The time has come--the time to make a video game.  Am I skilled?  Ah, well.  Driven?  Er...  Talented?  Um.  Ingenious?  You see...

Okay, do I have a computer, and have I downloaded Unity?  YES.  The answer is YES.

Unity is a game development engine that provides a lot of tools, such as automated gravity and lighting.  It even has rudimentary AI behavior.  Most importantly, it is entirely free until your or your company starts making more than 100,000 USD per year by selling games made with the engine.  If this happens, you have to license the software, but you still don't have to pay royalties.  Well, that is a problem for future me.  Unity connects with Visual Studio where you can write your code in, typically, C#, but you can also use JavaScript (technically an offshoot called UnityScript), or possibly some other languages.

I, of course, know none of those languages.

Alright, first things first.  This is going to be a 3D game, so...

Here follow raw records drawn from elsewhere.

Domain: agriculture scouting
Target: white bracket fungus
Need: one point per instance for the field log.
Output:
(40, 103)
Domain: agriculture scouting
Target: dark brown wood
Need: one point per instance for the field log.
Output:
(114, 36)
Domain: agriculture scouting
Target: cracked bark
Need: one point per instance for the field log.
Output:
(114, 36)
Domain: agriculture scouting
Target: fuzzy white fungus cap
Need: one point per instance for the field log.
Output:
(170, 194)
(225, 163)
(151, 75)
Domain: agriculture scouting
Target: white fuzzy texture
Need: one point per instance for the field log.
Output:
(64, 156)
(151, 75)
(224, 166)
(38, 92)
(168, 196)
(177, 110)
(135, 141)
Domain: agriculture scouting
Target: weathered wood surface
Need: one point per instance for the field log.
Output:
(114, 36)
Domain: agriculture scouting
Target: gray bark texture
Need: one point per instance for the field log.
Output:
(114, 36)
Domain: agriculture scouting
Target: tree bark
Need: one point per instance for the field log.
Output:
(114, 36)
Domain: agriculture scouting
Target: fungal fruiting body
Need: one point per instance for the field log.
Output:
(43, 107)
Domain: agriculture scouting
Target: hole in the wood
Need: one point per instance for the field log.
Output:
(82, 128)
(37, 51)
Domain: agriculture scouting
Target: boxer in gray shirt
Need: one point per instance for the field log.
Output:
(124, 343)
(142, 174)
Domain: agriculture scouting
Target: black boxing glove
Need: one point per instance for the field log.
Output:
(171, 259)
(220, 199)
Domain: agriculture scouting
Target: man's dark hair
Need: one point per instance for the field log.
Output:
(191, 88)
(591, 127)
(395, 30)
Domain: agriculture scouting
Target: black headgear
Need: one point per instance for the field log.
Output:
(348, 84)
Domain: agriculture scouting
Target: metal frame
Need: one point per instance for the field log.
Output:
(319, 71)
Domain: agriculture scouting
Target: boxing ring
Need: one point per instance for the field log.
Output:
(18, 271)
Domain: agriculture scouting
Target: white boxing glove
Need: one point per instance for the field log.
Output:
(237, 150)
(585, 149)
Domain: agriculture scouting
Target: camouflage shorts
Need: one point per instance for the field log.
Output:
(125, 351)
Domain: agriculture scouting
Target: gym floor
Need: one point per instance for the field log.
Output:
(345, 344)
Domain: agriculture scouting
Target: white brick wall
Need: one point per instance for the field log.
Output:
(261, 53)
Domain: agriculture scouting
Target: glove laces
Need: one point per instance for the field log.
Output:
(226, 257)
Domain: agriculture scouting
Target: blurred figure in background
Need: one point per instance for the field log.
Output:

Huzzah!  I'm not the very first clueless person to fire up Unity.  Oh!  I forgot the most important step:

This is the most important step.


This means that the "finished game" will not attempt to send information from the user back to me, the developer.  The silly file I'm about to make will never have users, but it's important to take a stand sometimes.  Um, I actually have no memory of learning what Unity Analytics are and how to turn them off, so I'm going to assume that the knowledge was floated to me from my alter-universe counterpart who is already a successful game dev.  Good job, me!


Unity starts you out with a skybox (the blue thing), a sort of grey void that goes down to NaNfinity, and some, um, lighting.  Also, there is a camera present, and you can see its viewpoint in the lower half of the screen.  That window, the "game window" is supposed to be what a player would see.

The "creating floors for level" thread up there was super helpful.  I have added an eye-blisteringly white floor.  That is the floor-shaped thing in the picture*.  I have also figured out how to add a cube to the scene and turn on gravity.  For reasons that I'm sure will be explained later, Unity uses the Y-axis for "up," so I had to move this 1x1x1 cube 0.5 units Y to make it rest on the floor.

Okay, well...  *whew*  It may be time to take a nap.  I'm not used to accomplishing this many impressive things in one day.

*Just in case you found this post by asking Google how to make a floor, add a Plane to your scene.  It is in the Game Object > 3D Object folder.  It seems that by default, objects do not fall through a Plane, so that's nice.